This one is a keeper, have to write it down somewhere in case I forget it by tomorrow morning. :) Today I was doing routine deploy of one of our new websites to production server. Everything went smoothly, except the fact I couldn't see any of Croatian letters on the site texts (which were stored in mysql)!! We did migration to UTF8 some time ago, and this was highly unexpected. So I started to dig into the dump. :)

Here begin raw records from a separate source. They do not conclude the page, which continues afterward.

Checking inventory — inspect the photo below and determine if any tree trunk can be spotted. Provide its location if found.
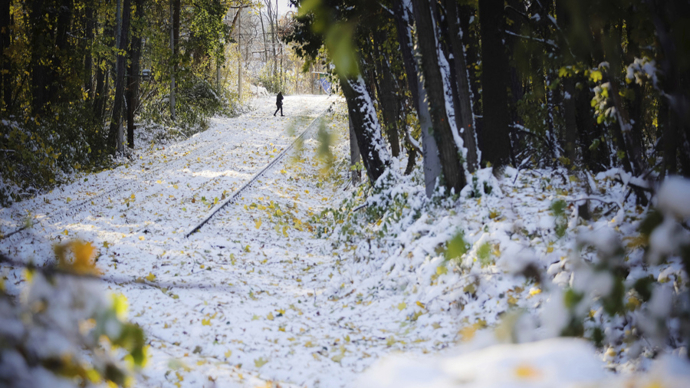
[108,0,132,153]
[443,0,478,172]
[29,0,52,117]
[458,5,482,116]
[127,0,144,148]
[0,0,12,110]
[393,1,441,197]
[373,31,400,158]
[348,118,361,186]
[340,76,390,184]
[170,0,180,121]
[259,12,268,63]
[414,0,466,194]
[479,0,510,168]
[84,5,96,95]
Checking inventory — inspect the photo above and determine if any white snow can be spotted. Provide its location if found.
[0,96,689,388]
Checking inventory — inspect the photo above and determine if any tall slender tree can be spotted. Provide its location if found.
[479,0,510,168]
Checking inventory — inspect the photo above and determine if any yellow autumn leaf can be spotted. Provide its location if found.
[254,357,268,368]
[53,240,101,275]
[515,364,540,379]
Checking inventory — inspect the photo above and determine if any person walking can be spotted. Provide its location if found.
[273,92,283,116]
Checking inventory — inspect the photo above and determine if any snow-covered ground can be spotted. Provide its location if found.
[0,96,688,387]
[0,96,462,387]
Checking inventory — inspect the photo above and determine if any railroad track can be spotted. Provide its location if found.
[2,101,331,243]
[184,104,333,238]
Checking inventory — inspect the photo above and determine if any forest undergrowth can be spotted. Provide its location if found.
[321,155,690,371]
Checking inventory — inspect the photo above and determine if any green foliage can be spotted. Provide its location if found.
[444,231,470,261]
[550,199,568,238]
[477,241,493,267]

Looking at the mysqldump of a database I was a bit surprised to see Croatian letters screwed up beyond recognition. For example letter "š" was represented as "ÄąÄO„" (4 bytes), "č" was "ÄO" (two bytes)... etc. OMG! All our tables are "CHARSET=utf8", we force "AddDefaultCharset utf-8" in Apache and all of our markup uses "charset=utf-8" for content type encoding. BUT, we unintentionally left one very bad call in our config file which got triggered if site was running on development server - "SET NAMES 'latin2' COLLATE 'latin2_croatian_ci". The production config had SET NAMES utf8, but development didn't. Oh boy.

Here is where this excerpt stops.